South Korea's market watchdog takes a tougher stance on shareholder returns

Analyze how South Korea’s market watchdog is cracking down on companies for failing to boost shareholder returns, signaling a reform.

South Korea’s financial landscape is undergoing a shift as its market watchdog takes a tougher stance on companies that fail to boost shareholder returns. The move comes in the wake of a reform package aimed at encouraging voluntary efforts, which was met with disappointment in the market.

Warning from the Financial Supervisory Service

The Financial Supervisory Service, led by Governor Lee Bok-hyun, has issued warnings to companies regarding their shareholder return practices, hinting at possible penalties for non-compliance. Governor Lee emphasized that authorities are discussing various measures to deal with firms failing to meet certain criteria regarding shareholder returns.

Penalties for Non-Compliance

While these steps were not part of the corporate reform package announced earlier, Lee assured that they would be incorporated once details are finalized. The possible penalties include removing non-compliant firms from the stock market, a move that could have significant implications for companies failing to prioritize shareholder returns.

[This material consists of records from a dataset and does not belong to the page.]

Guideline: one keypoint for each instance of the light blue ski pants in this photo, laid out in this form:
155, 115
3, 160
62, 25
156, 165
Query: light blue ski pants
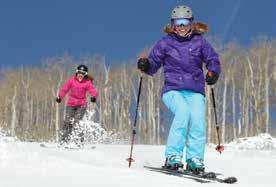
188, 127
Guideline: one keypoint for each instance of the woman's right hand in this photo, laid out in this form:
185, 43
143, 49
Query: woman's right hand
143, 64
58, 100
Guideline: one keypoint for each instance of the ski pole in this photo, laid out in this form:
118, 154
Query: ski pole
219, 147
130, 159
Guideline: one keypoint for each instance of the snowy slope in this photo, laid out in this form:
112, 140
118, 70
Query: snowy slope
29, 165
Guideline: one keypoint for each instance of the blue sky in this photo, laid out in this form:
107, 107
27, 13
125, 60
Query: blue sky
34, 29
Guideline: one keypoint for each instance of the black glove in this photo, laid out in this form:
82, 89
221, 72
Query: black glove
211, 77
143, 64
93, 99
58, 100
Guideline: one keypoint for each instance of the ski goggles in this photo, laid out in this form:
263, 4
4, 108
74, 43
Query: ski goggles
181, 22
81, 72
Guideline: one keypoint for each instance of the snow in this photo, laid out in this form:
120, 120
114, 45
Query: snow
24, 164
260, 142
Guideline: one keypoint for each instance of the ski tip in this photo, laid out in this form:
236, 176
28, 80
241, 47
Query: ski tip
130, 160
230, 180
42, 145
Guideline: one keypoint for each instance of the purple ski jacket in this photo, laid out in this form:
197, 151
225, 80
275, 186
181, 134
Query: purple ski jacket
182, 60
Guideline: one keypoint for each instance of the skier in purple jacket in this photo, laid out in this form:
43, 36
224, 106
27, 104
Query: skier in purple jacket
182, 53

The Corporate Value-up Programme

The reform plan, known as the “Corporate Value-up Programme,” aims to boost shareholder returns and reduce the “Korea discount,” where South Korean companies are undervalued compared to their global peers. The program is a response to factors such as low dividend payouts and the dominance of opaque conglomerates known as chaebols, which have contributed to the Korea discount.

Analysts’ Response

However, many analysts feel that the reform package falls short of expectations, citing a lack of details and the absence of penalties or tax benefits to incentivize companies to make changes. The reaction from analysts underscores the challenges facing South Korea as it seeks to enhance shareholder returns and improve corporate governance.

Market Performance

On the market front, the KOSPI Index rose by 1.04% on Wednesday, reaching 2,652.29. The positive movement in the index reflects investor optimism despite the challenges facing the Korean market. The KOSPI Index’s performance is closely watched by investors and analysts as an indicator of the overall health of the South Korean economy.


In conclusion, South Korea’s market watchdog’s tougher stance on shareholder returns reflects a broader push toward greater accountability and transparency in corporate governance. While the reform package is a step in the right direction, more concrete measures may be needed to address the underlying issues contributing to the Korea discount.

Disclaimer: This post has been written exclusively for educational purposes. The securities mentioned are only examples and not recommendations. It is based on several secondary sources on the internet and is subject to changes. Please consult an expert before making related decisions.